Vous êtes fille d’un psychologue et d’une psychanalyste. Les parents restent-ils pour l’enfant des « modèles » sur lesquels il se projette ?

Ce n’est pas que l’enfant se projette, ses parents apparaissent de facto comme des modèles. Les neurones miroirs du cerveau [les neurones miroirs désignent une catégorie de neurones du cerveau qui présentent une activité lorsqu’un individu (humain ou animal) exécute une action et aussi lorsqu’il observe un autre individu (en particulier de son espèce) exécuter la même action, ou même lorsqu’il imagine une telle action, d’où le terme « miroir », ndlr] conduisent à imiter et à reproduire ce que l’enfant voit au sein de son environnement familial. C’est une projection psychologique. En ce qui concerne l’activité professionnelle proprement dite, il est plus facile pour un fils de vigneron de prendre la relève de son père au sein d’un univers qu’il connaît et maîtrise depuis son plus jeune âge… L’influence parentale est donc, dans ce domaine également, très marquée.

Le conflit est-il inhérent à toute relation parents/enfants ?

Au-delà des relations parents/enfants, le conflit est inhérent à toute relation, et il s’avère surtout nécessaire et fondamental. Du fait que la relation avec les parents est de très longue durée, elle est forcément source de conflits. Dès que l’enfant naît, il existe en tant que personne et va donc assez rapidement s’opposer à sa mère afin de s’affirmer. Au fil des années, l’enfant va devenir adolescent puis adulte, alors que ses parents, eux, passeront de l’âge adulte à celui de personnes âgées. Les rapports vont donc évoluer dans le temps, mais le conflit lui, même s’il se déplace (je ne veux pas boire mon biberon, je ne veux pas faire mes devoirs, je ne veux pas rester dormir à la maison, je ne veux pas que vous vous immisciez dans ma vie de famille…), reste présent tout au long de cette relation parents/enfants. Il faut comprendre qu’une relation où le conflit n’existe pas est une relation de soumission d’une personne par rapport à une autre. Le conflit fait vivre la relation où deux personnes en s’opposant cherchent à exister.
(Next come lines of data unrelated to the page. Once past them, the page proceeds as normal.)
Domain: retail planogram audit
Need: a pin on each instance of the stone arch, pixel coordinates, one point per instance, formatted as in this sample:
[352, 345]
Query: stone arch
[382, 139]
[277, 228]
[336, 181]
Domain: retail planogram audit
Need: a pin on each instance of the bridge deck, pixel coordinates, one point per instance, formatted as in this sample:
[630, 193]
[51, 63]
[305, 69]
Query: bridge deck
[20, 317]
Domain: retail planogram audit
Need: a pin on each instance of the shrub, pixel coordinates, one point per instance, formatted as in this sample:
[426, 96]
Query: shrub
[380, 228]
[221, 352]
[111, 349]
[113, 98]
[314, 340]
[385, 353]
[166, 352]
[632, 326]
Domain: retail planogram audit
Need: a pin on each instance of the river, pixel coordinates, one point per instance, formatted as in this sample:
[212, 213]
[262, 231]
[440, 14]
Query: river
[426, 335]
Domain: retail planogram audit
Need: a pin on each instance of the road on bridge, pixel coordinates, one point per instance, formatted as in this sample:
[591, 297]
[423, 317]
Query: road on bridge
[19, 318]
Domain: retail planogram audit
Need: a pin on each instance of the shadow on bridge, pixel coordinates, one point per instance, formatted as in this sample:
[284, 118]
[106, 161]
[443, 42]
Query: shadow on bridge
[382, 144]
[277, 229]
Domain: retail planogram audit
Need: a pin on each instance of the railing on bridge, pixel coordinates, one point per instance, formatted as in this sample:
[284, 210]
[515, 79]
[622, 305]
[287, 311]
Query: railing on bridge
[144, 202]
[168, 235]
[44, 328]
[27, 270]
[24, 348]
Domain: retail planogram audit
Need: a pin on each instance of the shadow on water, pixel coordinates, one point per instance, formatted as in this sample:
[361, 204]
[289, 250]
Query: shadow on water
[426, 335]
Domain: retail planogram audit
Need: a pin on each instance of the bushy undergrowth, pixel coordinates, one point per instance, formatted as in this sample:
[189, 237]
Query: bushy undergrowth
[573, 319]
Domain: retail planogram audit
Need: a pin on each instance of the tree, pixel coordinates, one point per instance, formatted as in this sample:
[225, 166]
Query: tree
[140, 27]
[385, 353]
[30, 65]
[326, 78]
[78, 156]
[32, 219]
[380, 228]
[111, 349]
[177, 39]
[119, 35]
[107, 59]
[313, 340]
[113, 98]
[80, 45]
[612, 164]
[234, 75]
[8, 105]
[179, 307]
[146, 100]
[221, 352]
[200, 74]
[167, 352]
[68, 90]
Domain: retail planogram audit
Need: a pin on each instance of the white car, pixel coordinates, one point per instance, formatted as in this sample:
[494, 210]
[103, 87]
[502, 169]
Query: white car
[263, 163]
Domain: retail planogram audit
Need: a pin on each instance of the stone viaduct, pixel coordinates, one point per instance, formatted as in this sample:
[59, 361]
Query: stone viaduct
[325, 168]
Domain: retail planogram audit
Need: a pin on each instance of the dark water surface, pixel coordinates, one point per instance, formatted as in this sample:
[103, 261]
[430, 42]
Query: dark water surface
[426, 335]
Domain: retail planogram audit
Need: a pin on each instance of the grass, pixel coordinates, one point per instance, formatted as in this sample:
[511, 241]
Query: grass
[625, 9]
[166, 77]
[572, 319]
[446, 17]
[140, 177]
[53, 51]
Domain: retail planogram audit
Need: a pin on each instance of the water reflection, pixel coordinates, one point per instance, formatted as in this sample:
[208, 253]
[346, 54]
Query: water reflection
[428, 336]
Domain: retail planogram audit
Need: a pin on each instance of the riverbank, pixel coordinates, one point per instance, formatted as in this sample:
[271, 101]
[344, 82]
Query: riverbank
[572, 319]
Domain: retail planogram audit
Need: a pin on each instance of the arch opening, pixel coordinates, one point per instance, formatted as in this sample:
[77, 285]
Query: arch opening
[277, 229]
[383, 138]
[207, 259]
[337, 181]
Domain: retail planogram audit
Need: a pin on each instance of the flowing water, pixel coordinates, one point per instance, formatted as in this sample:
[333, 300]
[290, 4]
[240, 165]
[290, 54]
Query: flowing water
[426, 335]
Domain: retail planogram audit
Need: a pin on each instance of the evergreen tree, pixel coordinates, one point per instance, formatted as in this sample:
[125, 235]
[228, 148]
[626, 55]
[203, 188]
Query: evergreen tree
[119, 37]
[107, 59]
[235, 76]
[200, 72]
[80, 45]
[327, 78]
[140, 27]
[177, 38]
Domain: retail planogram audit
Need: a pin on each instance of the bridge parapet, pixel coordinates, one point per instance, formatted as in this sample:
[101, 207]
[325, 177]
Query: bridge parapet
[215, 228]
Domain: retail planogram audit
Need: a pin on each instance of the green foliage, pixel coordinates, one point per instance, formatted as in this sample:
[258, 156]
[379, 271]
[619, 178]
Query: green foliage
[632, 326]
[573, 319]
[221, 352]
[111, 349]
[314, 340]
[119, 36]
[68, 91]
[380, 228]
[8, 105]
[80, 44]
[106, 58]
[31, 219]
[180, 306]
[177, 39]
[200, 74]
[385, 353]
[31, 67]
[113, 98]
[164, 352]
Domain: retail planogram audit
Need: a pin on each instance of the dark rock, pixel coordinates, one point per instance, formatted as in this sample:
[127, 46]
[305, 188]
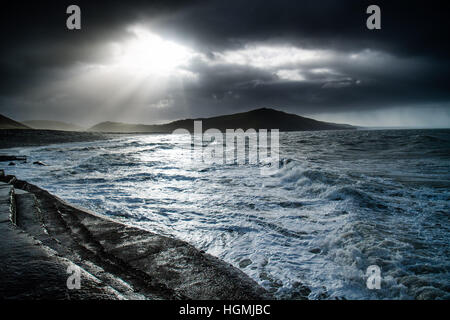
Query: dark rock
[132, 262]
[12, 158]
[244, 263]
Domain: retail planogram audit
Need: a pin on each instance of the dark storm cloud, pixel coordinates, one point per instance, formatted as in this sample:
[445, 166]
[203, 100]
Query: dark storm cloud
[404, 64]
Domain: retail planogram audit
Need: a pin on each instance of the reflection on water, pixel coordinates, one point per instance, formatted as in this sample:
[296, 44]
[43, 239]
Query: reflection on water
[342, 201]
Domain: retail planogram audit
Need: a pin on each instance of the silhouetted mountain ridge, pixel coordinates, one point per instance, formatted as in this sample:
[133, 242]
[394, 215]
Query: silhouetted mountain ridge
[8, 123]
[263, 118]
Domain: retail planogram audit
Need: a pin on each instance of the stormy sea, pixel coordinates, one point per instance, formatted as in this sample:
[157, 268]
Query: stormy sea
[341, 202]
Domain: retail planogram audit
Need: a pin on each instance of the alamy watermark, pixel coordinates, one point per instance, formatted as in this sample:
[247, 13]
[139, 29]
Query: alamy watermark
[73, 21]
[234, 146]
[74, 280]
[373, 274]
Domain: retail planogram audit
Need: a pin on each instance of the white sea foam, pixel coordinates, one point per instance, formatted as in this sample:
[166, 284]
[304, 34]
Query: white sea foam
[340, 202]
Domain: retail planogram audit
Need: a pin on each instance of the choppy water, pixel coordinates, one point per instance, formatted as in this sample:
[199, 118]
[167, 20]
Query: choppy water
[342, 201]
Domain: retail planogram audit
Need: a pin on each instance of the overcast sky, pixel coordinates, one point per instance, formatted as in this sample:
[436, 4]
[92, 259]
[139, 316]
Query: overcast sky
[149, 61]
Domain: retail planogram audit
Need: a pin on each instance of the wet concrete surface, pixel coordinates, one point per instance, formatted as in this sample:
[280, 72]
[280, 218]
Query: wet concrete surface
[117, 261]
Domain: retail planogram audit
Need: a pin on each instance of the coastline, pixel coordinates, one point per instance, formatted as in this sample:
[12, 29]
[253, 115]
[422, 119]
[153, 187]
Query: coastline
[117, 261]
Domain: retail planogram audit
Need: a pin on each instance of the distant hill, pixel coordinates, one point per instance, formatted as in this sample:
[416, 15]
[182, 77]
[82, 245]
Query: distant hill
[52, 125]
[258, 119]
[7, 123]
Ce rapport de force qui s’instaure au fil des années entre l’enfant et ses parents fait-il également partie de sa construction vers l’âge adulte, un besoin de s’affirmer ?

Les rapports de force sont l’échec du conflit, la non-résolution progressive de celui-ci. Le conflit est sain pour faire évoluer une relation. Il est l’inverse de la violence, alors que le rapport de force induit la supériorité d’un être par rapport à un autre. Ceci implique de la contrainte, donc de la violence. Il convient de faire un distinguo entre le conflit qui permet à l’enfant comme à l’adolescent d’exister en tant que personne par rapport au modèle parental, et ce rapport de force qui est une régression de la relation.

Entre laxisme et sévérité extrême, fessés et « il est interdit d’interdire », quel est le juste milieu dans la relation entretenue avec ses enfants ?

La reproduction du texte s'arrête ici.